La voix est posée, mais le constat est lourd. Interviewé sur RFI, l’opposant guinéen Cellou Dalein Diallo s’est exprimé longuement sur ce qu’il considère comme l’impasse politique dans laquelle la Guinée s’est engagée. À ses yeux, la source du blocage est claire : le rejet systématique du dialogue par les autorités.
« Moi, j’ai toujours prôné le dialogue pour éviter ce qui nous est arrivé », commence-t-il, comme pour rappeler que sa position ne date pas d’hier. Dans son récit, l’appel au dialogue n’a jamais été une stratégie ponctuelle, mais une ligne constante, un moyen d’éviter l’escalade et la confrontation.
Cette idée, très simple en apparence, porte une charge émotionnelle particulière.
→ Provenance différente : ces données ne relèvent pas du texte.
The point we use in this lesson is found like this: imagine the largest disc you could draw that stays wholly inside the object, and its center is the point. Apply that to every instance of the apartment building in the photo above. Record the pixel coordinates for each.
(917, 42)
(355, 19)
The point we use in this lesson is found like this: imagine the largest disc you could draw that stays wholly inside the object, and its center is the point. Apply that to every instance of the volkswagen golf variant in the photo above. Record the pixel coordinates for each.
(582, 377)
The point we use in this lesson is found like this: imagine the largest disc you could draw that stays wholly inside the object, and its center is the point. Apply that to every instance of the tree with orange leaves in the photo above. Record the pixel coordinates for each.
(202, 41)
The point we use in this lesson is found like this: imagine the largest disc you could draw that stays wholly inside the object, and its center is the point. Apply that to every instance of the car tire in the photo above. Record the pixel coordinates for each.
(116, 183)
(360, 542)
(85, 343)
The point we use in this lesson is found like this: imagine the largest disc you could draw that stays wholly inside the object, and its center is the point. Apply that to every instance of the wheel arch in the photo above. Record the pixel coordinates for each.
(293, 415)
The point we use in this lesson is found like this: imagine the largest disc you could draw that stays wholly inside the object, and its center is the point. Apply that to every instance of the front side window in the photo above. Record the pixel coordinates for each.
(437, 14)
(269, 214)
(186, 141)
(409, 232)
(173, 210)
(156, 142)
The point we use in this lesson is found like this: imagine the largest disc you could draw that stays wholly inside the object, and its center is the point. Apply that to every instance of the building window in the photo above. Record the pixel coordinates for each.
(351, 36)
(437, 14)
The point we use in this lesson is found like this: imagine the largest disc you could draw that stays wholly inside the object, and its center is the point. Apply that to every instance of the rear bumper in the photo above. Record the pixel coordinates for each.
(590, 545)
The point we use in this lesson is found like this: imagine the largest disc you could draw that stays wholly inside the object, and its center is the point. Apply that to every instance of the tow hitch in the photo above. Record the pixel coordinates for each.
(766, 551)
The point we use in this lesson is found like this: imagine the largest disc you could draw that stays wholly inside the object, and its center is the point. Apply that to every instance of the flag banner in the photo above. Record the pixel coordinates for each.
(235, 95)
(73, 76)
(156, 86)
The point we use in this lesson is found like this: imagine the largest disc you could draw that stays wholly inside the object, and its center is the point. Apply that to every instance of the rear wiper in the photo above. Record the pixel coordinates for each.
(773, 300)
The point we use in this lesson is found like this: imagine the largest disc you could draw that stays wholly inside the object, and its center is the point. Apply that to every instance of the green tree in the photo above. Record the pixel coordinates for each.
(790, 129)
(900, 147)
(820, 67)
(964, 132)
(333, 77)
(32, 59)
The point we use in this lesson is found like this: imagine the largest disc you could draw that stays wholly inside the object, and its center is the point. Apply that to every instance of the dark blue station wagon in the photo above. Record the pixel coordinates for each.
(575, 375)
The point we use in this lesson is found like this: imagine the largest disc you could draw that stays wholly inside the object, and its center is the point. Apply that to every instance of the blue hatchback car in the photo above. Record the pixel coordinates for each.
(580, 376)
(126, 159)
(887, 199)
Elle laisse entendre qu’un autre chemin était possible, un chemin où les acteurs politiques auraient au moins tenté de s’asseoir autour d’une table pour éviter les violences, les arrestations, les crispations qui ont marqué les dernières années.
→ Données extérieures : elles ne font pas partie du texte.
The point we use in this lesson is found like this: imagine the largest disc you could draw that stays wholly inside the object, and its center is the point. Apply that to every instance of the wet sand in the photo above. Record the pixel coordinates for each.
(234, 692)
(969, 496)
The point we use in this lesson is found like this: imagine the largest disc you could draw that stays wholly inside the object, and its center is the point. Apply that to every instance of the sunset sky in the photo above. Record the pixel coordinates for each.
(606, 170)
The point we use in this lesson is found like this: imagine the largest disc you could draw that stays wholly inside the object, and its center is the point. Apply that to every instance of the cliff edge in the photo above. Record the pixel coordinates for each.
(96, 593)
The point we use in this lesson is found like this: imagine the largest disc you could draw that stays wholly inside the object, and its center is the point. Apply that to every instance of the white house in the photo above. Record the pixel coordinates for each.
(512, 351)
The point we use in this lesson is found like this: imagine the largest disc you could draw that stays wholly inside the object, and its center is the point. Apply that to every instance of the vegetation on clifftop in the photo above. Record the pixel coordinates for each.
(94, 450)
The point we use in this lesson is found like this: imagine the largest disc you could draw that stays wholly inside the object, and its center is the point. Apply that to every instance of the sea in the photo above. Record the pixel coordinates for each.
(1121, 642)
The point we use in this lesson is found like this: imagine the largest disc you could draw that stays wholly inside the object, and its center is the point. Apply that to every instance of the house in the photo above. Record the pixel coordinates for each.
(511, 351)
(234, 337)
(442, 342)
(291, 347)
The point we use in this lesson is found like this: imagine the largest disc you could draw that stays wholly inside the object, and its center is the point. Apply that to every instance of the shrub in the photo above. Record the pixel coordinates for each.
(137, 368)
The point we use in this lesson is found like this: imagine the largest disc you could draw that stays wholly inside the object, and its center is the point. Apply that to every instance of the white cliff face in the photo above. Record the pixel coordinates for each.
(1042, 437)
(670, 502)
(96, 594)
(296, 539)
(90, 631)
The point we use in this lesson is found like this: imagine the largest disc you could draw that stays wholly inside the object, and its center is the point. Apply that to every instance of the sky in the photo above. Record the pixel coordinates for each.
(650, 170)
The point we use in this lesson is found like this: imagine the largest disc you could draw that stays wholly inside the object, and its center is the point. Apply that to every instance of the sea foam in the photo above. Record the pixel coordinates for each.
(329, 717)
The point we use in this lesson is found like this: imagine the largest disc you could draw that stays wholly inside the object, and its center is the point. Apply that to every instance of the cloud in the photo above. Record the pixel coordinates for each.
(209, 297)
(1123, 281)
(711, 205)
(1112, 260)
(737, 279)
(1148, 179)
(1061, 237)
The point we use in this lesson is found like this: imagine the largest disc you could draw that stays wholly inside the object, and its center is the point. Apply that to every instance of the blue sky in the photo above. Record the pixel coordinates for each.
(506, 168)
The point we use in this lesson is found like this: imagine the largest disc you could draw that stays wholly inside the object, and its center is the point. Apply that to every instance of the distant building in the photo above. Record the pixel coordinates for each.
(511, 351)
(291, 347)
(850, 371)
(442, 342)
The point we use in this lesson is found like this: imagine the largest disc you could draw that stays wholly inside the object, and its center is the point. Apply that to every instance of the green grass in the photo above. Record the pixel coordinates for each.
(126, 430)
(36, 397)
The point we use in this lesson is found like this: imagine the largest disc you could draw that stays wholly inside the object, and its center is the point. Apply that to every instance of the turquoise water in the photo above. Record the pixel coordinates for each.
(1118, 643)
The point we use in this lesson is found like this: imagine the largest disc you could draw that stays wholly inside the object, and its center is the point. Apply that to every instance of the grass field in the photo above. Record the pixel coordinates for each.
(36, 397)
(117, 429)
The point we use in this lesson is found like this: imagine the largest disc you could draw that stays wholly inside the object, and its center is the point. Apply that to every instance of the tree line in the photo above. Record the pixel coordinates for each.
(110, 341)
Mais pour lui, cette main tendue n’a rencontré que des murs. « Malheureusement, ils ne l’ont jamais accepté, ils ont plutôt réprimé toutes les voix discordantes », déplore-t-il. Le verbe est lourd : “réprimé”, pas “ignoré”. Il renvoie à un vécu, à des épisodes qu’il ne détaille pas ici mais que les Guinéens n’ont pas oubliés : manifestations étouffées, opposants interpellés, espaces de débat réduits.
Dans ses propos, le dialogue apparaît comme une porte restée obstinément fermée. Mais il ne renonce pas. Au contraire, il pose un cadre :
« Moi, je suis partisan du dialogue. Si c’est pour discuter du retour effectif à l’ordre constitutionnel, pour restaurer les libertés publiques, pour assurer la protection des droits humains, je serais ouvert. »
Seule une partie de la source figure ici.